Due to the implementation of long-term memory in LLMs, attackers can inject instructions that permanently reconfigure their state.

Model-router manipulation

Enterprises are using more and more models of routers to choose between multiple LLMs. Attackers develop hints that force redirection to the weakest or least protected model.

Why is this important for business leaders?

Immediate injection is not a theoretical problem. It directly affects:

  • Ccustomer-facing systems (chatbots, support agents)

  • Iinternal copilots (developer tools, security assistants)

  • Aautomation workflows (ticketing, cloud operations, HR processes)

  • Dparent management (RAG pipelines, knowledge bases)

The risk is no longer limited to this "the model said something she shouldn’t have done."

In 2026, an emergency injection could:

  • Tfalsify unauthorized actions

  • Laccess sensitive information

  • Cdisrupts internal workflows

  • Manipulate analysts

  • Abusiness logic

  • Cdisrupts multi-agent systems

The attack surface has expanded dramatically.

What should businesses do now?

1. Limit model permissions

Limit what the model can do, not what it should do.

2. Segment invalid content

Treat all external information, including RAG sources, as potentially adversarial.

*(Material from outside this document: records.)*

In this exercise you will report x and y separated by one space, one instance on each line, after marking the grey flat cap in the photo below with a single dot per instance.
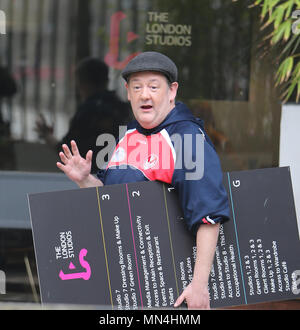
151 61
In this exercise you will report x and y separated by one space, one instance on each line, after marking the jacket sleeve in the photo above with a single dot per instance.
198 179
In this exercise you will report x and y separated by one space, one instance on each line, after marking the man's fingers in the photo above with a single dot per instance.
179 300
67 151
60 166
63 158
74 148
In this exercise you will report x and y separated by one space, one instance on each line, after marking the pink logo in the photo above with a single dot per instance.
84 275
112 57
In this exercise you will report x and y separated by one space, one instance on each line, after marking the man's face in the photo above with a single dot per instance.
151 97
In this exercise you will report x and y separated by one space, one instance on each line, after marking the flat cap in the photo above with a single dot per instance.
151 61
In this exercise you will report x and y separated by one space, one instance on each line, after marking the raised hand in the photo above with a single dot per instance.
77 168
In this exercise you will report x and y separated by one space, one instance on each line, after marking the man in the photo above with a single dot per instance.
151 83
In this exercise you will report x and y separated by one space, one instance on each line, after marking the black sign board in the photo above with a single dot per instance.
127 247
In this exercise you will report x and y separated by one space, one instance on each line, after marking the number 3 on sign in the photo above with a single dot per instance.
136 193
106 196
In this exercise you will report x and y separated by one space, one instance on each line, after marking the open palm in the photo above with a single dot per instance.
73 165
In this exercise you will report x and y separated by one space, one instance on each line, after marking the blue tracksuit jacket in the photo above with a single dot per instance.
177 152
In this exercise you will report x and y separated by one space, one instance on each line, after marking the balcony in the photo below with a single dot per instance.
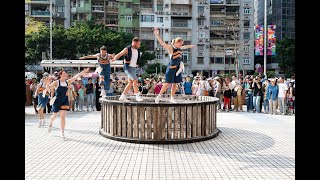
39 13
181 25
40 2
217 14
180 13
185 38
218 28
147 36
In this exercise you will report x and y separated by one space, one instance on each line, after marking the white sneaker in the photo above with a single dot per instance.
158 98
172 100
138 98
49 129
123 98
62 134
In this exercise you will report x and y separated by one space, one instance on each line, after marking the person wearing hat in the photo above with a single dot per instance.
175 52
42 93
104 61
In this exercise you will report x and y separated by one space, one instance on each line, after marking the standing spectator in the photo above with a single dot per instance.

3. Control the start of the tool

Ask for people’s consent for high-impact actions.

4. Confirm the origin of the content

Ensure that RAG pipelines do not receive poisoned foreign contents.

5. Harden the model routers

Prevent attackers from forcing redirects to weaker models.

6. Treat LLMs as invalid components

This shift in thinking is at the heart of modern AI security.

Bottom line

Rapid injection remains the most effective way to compromise enterprise AI systems because it leverages the fundamental techniques of LLMs that interpret text. Unless organizations treat LLMs as unreliable translators rather than autonomous decision makers, rapid injection will dominate the AI ​​threat landscape.

Julie Brunias is an AI Security Architect.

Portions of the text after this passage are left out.